Dağ, Soylu'ya şu soruları yöneltti:

-Gözaltında kalp krizi geçiren Hilmi Aydoğdu’nun hastaneye 1,5 saat geç götürüldüğü doğru mudur?

-Hilmi Aydoğdu gözaltına alındıktan sonra rutin sağlık kontrolü yapılmış mıdır? Sağlık kontrolü yapılmış ise kolluk kuvvetlerine verilen sağlık raporunda kişinin yaşı, sağlık sorunu ve kalp rahatsızlığıyla ilgili sorunlardan bahsedilmiş midir?

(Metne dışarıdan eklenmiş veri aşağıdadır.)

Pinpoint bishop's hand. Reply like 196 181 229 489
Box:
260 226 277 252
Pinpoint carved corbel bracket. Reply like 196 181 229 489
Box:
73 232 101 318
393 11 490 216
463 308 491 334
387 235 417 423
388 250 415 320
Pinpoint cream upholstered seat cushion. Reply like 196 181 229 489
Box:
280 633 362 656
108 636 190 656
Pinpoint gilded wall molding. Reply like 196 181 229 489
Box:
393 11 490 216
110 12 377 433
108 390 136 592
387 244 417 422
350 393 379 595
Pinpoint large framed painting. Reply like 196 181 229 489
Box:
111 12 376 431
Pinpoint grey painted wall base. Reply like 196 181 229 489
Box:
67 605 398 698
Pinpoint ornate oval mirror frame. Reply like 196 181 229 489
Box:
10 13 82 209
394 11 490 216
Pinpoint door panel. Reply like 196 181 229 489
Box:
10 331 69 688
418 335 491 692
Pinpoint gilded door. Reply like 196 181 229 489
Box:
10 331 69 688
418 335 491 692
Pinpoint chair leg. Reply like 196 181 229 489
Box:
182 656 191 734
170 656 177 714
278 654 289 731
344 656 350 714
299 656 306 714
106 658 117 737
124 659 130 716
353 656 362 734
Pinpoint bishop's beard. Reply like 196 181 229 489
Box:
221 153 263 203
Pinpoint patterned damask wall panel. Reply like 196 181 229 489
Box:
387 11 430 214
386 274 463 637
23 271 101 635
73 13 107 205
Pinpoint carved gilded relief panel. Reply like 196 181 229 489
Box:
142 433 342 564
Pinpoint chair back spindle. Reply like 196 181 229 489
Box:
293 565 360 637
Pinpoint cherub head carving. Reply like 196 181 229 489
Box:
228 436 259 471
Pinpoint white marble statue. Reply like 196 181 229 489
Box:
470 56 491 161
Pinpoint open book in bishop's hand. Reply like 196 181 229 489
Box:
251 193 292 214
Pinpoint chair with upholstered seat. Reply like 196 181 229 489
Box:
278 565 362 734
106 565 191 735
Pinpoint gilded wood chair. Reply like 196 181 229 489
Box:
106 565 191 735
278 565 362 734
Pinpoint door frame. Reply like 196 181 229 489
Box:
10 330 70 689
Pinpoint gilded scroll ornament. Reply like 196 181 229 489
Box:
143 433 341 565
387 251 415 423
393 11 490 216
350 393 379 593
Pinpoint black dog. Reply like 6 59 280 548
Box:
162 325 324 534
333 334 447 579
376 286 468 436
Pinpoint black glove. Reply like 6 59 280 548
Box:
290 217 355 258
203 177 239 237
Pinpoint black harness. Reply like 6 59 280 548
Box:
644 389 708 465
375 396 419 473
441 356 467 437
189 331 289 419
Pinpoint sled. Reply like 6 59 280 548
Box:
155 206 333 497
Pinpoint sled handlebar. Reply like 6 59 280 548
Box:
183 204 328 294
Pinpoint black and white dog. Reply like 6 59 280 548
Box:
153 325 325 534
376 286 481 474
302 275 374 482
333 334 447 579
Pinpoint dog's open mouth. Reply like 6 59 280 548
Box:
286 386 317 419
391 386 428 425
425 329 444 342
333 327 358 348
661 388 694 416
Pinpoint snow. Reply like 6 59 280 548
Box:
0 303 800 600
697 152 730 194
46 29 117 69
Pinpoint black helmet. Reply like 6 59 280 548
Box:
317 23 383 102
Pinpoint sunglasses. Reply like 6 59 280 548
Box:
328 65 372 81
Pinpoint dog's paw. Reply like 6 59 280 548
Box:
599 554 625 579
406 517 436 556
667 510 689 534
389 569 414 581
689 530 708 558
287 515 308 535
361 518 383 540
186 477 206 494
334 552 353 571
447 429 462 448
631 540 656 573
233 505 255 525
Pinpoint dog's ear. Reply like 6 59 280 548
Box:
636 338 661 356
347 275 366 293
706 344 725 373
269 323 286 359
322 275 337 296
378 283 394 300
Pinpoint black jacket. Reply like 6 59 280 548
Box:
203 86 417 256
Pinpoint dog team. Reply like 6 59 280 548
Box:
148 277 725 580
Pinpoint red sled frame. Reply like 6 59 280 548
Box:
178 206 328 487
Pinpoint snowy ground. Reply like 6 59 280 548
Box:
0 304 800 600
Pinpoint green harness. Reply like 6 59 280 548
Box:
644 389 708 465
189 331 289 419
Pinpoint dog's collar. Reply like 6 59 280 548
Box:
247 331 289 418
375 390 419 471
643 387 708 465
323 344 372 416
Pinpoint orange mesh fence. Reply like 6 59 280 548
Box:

-Hilmi Aydoğdu’nun hastaneye 1 buçuk saat geç götürüldüğü doğru ise buna neden olan kolluk kuvvetleri hakkında idari soruşturma başlatılmış mıdır? Başlatılmamış ise nedeni nedir? Başlatılmış ise ne aşamadadır?

Tanrıkulu: Kürtler hukuk dışı operasyonlara sandıkta cevap verecek 

Gözaltılara tepki gösteren CHP Milletvekili Sezgin Tanrıkulu, “Kürtler, mutlaka ama mutlaka bu hukuk dışı, siyasi amaçlı operasyonlara sandıkta cevap vereceklerdir” dedi.

CHP İstanbul Milletvekili Sezgin Tanrıkulu, operasyonun yerel seçimlerle ilgili olduğuna işaret ederek, HDP’nin yerel seçim çalışmalarının engellenmek istendiğini belirtti. Tanrıkulu, “Her seçim öncesi siyaset yapacak kadroların etkisiz hale getirilmesi için yargı maalesef bir şekilde kullanılıyor. Geçtiğimiz 10 yıla bakarsak, her seçim öncesi maalesef bu kadrolara karşı böyle bir yöntem uygulanıyor. Ve yargı da bu konuda baskı aracı olarak kullanılıyor” dedi. HDP’nin milletvekillerinin, belediye başkanları ile binlerce yönetici ve çalışanın tutuklu olduğunu hatırlatan Tanrıkulu, “Geride kalan kadrolara bu şekilde yöneliyorlar. Bu operasyonla baskı ortamı oluşturarak, insanları yıldırmak, umutsuz etmek ve seçeneksiz bırakmak amaçlanıyor.  Sonuçta Kürtler, son derece politiktirler. Kürtler, mutlaka ama mutlaka bu hukuk dışı, siyasi amaçlı operasyonlara sandıkta cevap vereceklerdir. Seçimlere girmiş, halktan onay almış bir siyasi partiyi sürekli kriminalize etmek Türkiye’nin barışına ve bütünlüğüne hizmet etmez” diye konuştu.